Robert Carsen propose une lecture amusante mais fort limitée, c’est-à-dire efficace sur l’instant mais finalement désespérante au souvenir. L’intrigue est parisienne, alors le Palais de Élysée est un Olympe tout trouvé, surtout quand le présent locataire s’est illustré par des rodomontades narcissiques l’identifiant à Jupiter. Le prologue – qui se déroule sur l’Olympe – se tient donc dans la salle des fêtes de l’Élysée ou M. et Mme M. reçoivent leurs hôtes, Hébé, une serveuse, renverse du vin sur la robe de Madame, voilà une bonne raison de la chasser de l’Olympe. Changement de projection sur toile de fond et nous voilà devant les grilles du Palais. Hébé et Amour assurent le spectacle et les Fêtes d’Hébé rendue à la vie parmi les mortels peuvent commencer. À l’acte I nous jouissons des aménités de Paris-Plage, alors que Sappho plaide la cause d’Alcée – agent de la manifestation estivale tout comme elle – auprès d’Hymas devenu gendarme en charge de la sécurité des lieux. Le deuxième acte met en scène des lacédémoniens devenus équipe de foot – toujours sur les quais -, et le troisième est une soirée électro en plein air – encore sur les quais. Tout cela est habile, bien fait, le ballet des footballeurs est même très bien vu et étonnant, les acteurs bien dirigés, et l’usage de la vidéo au III où l’Amour (devenue influenceuse) filme la danse qui est reprojetée en fond de scène, créant un sentiment d’ivresse et comptant parmi les rares moments où émerge une beauté visuelle. Carsen est un bon faiseur, mais le propos est désespérément creux, surjouant le divertissement, offrant en réalité une jouissance facile en évitant de susciter l’émotion et de travailler le sensible. Certes l’intrigue est décousue, car chaque acte est parfaitement indépendant l’un de l’autre, certes il s’agissait – dès la création – d’un divertissement, mais on peut difficilement passer à côté du moralisme de la pièce : le portrait du bon prince (juste au I, valeureux au II, flamboyant au III), et la place bien réelle à accorder au plaisir – dont l’importance est d’ailleurs le plus souvent en rapport avec le rang.
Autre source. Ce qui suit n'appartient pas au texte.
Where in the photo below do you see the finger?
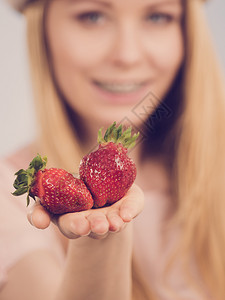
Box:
[87,212,109,235]
[57,213,91,239]
[27,201,51,229]
[120,184,144,222]
[106,209,124,232]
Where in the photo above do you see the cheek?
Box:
[145,27,184,77]
[51,30,114,71]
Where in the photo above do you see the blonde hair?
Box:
[25,0,225,300]
[24,1,83,172]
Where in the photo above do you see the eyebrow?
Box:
[67,0,111,7]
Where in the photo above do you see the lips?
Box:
[94,81,145,94]
[92,80,150,105]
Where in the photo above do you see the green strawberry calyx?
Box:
[12,154,47,206]
[98,122,139,149]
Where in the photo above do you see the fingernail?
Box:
[30,214,34,226]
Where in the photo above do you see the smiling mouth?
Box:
[94,81,146,94]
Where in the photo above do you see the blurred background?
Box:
[0,0,225,156]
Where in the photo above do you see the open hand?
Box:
[28,184,144,239]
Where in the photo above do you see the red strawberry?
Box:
[79,122,139,207]
[13,155,93,214]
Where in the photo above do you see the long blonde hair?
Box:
[25,0,225,300]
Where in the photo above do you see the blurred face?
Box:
[46,0,183,126]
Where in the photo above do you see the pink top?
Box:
[0,151,211,300]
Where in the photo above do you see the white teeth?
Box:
[97,83,141,93]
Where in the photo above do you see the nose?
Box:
[112,23,143,68]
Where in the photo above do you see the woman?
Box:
[0,0,225,300]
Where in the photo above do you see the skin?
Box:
[0,0,183,300]
[46,0,183,144]
[38,0,183,238]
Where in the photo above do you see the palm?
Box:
[28,185,144,239]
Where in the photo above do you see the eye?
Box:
[76,11,104,24]
[147,13,174,24]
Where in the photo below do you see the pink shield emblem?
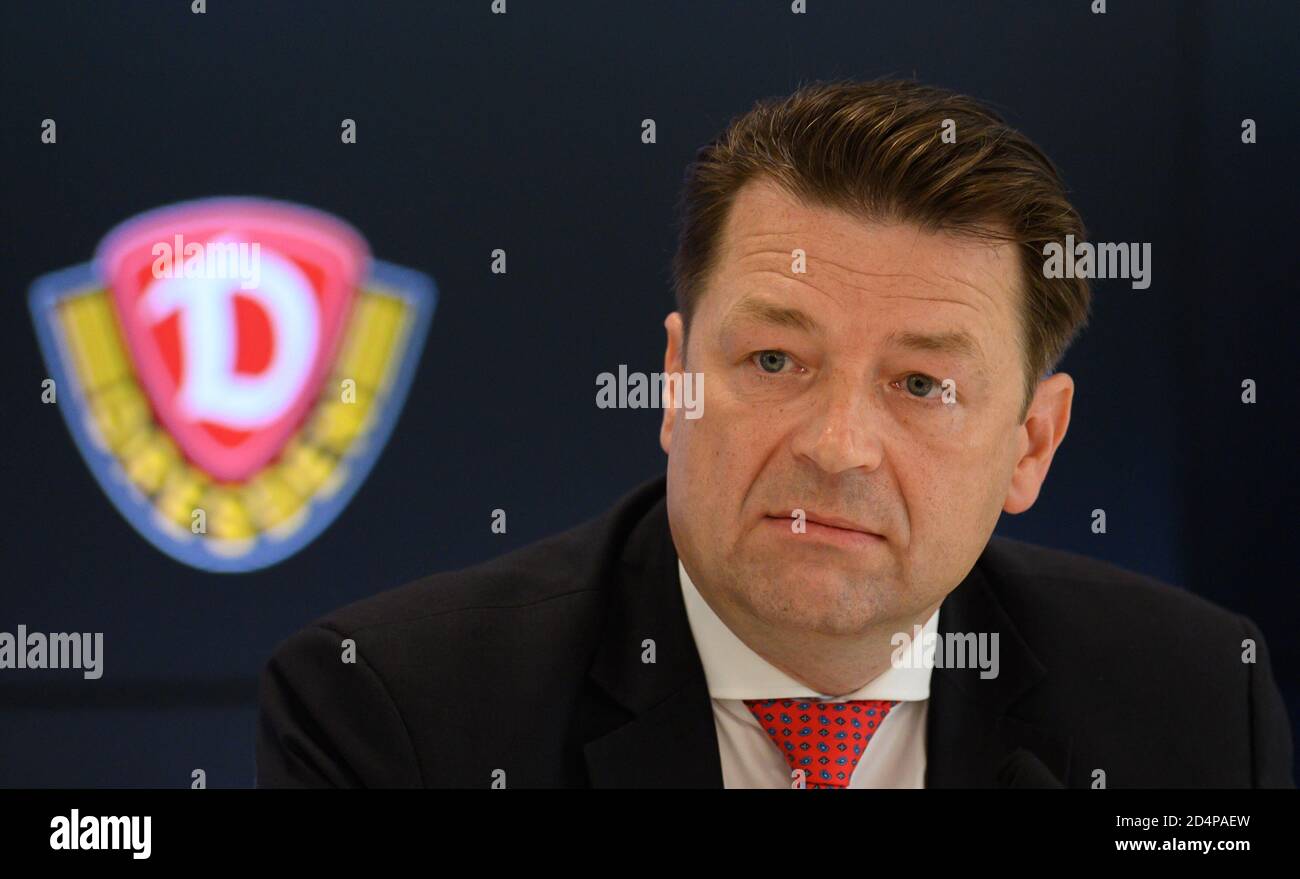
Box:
[96,199,369,482]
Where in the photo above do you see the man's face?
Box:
[660,181,1069,635]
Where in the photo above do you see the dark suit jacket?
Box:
[250,477,1294,788]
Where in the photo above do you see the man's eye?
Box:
[905,372,936,397]
[754,351,790,373]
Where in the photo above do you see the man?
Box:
[257,81,1294,789]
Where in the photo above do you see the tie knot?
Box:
[745,698,898,788]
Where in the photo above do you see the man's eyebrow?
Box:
[885,330,984,360]
[724,296,820,333]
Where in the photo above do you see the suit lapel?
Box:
[584,483,1070,788]
[926,553,1070,788]
[584,491,723,788]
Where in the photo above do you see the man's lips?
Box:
[767,511,885,545]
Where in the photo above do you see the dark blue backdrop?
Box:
[0,0,1300,787]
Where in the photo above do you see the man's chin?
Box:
[742,570,891,636]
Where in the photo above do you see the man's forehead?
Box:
[715,183,1021,324]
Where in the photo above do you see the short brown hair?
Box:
[672,79,1091,420]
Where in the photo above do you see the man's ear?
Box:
[659,312,686,453]
[1002,372,1074,514]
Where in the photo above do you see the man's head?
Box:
[660,81,1089,650]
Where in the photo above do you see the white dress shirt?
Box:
[677,559,939,788]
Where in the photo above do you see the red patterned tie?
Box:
[745,698,898,789]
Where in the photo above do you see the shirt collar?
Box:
[677,559,939,702]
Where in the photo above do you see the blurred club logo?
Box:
[31,198,437,572]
Le livret peut en effet donner envie de s’abstraire de ces contorsions, mais il est regrettable d’écraser la variété des affects sous du « rigolo » permanent, car la musique de Rameau en raconte davantage.
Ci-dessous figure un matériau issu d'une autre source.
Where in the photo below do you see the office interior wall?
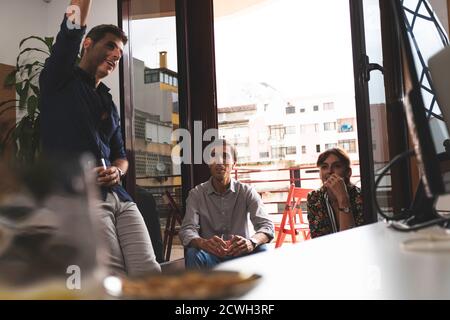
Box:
[0,0,47,65]
[0,0,120,108]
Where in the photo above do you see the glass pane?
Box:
[214,0,360,226]
[403,0,449,152]
[130,0,182,260]
[364,0,392,216]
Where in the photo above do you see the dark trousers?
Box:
[184,244,268,269]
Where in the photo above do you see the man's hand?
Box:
[323,173,348,204]
[193,236,228,258]
[94,166,120,187]
[228,235,253,257]
[66,0,91,27]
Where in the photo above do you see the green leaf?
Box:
[19,36,47,49]
[45,37,55,52]
[19,82,30,109]
[16,48,50,69]
[27,96,39,116]
[0,105,17,116]
[16,82,23,95]
[20,61,40,77]
[0,99,19,108]
[4,69,17,87]
[30,82,41,97]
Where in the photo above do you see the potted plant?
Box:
[0,36,54,164]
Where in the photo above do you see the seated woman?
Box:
[307,148,364,238]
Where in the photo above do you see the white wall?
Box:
[0,0,120,104]
[0,0,47,65]
[429,0,448,35]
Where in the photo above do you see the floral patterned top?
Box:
[307,185,364,238]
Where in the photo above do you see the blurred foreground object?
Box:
[0,156,105,299]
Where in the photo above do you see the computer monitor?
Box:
[391,0,446,225]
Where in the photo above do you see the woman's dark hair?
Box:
[81,24,128,56]
[317,148,350,184]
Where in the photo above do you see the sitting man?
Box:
[307,148,364,238]
[179,140,274,269]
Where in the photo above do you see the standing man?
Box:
[179,140,274,269]
[39,0,161,276]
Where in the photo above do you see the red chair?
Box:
[163,190,183,261]
[275,184,313,248]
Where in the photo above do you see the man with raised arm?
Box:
[39,0,161,276]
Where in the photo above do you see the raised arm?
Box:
[66,0,91,27]
[40,0,91,95]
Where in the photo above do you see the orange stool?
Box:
[275,184,313,248]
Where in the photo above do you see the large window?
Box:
[129,0,182,258]
[213,0,358,216]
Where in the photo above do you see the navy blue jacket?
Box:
[39,18,132,201]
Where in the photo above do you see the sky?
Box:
[132,0,354,105]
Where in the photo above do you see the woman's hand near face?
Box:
[323,173,349,204]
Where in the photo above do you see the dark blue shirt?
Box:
[39,18,132,201]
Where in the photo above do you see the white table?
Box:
[217,222,450,300]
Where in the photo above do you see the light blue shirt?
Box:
[179,178,274,246]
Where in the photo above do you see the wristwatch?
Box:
[248,238,259,250]
[116,167,125,179]
[339,207,350,213]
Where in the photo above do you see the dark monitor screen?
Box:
[391,0,445,198]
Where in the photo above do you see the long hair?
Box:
[317,148,350,185]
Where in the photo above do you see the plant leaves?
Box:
[19,82,30,109]
[19,36,47,49]
[45,37,55,52]
[3,69,17,87]
[30,82,41,97]
[0,99,19,108]
[27,96,39,116]
[16,48,50,69]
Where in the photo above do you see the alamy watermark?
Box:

            William Christie célèbre ses 80 ans – mais est-il vraiment ce bon prince célébré en filigrane de l’œuvre ? – et se fait plaisir à la tête de ses Arts florissants. Alacrité du tempo, travail des couleurs, justesse des nuances, la variété et le raffinement sont sonores et compensent ce qui se dérobe à la vue. La distribution est bâtie autour de Lea Desandre qui interprète Sappho, Iphise, et Eglé. Peut-être n’était-il pas utile de lui confier les trois rôles, car Sappho, peu audible, manque de corps. On apprécie mieux la chanteuse très stylée et raffinée dans Iphise et Eglé. Marc Mauillon, espiègle Momus et surtout fringant Mercure, est le point fort de cette distribution, timbre clair et voix bien placée il compose des personnages savoureux et rend justice au texte. L’Hébé d’Emmanuelle de Negri ne manque pas d’abattage, la voix est charnue et le texte bien animé. Cyril Auvity prête sa voix claire et son chant bien façonné aux rôles du ruisseau et de Lycurgue. Enfin l’Amour d’Ana Vieira Leite, un peu courte dans le bas-médium, donne toutefois de jolies couleurs à son vibrionnant personnage.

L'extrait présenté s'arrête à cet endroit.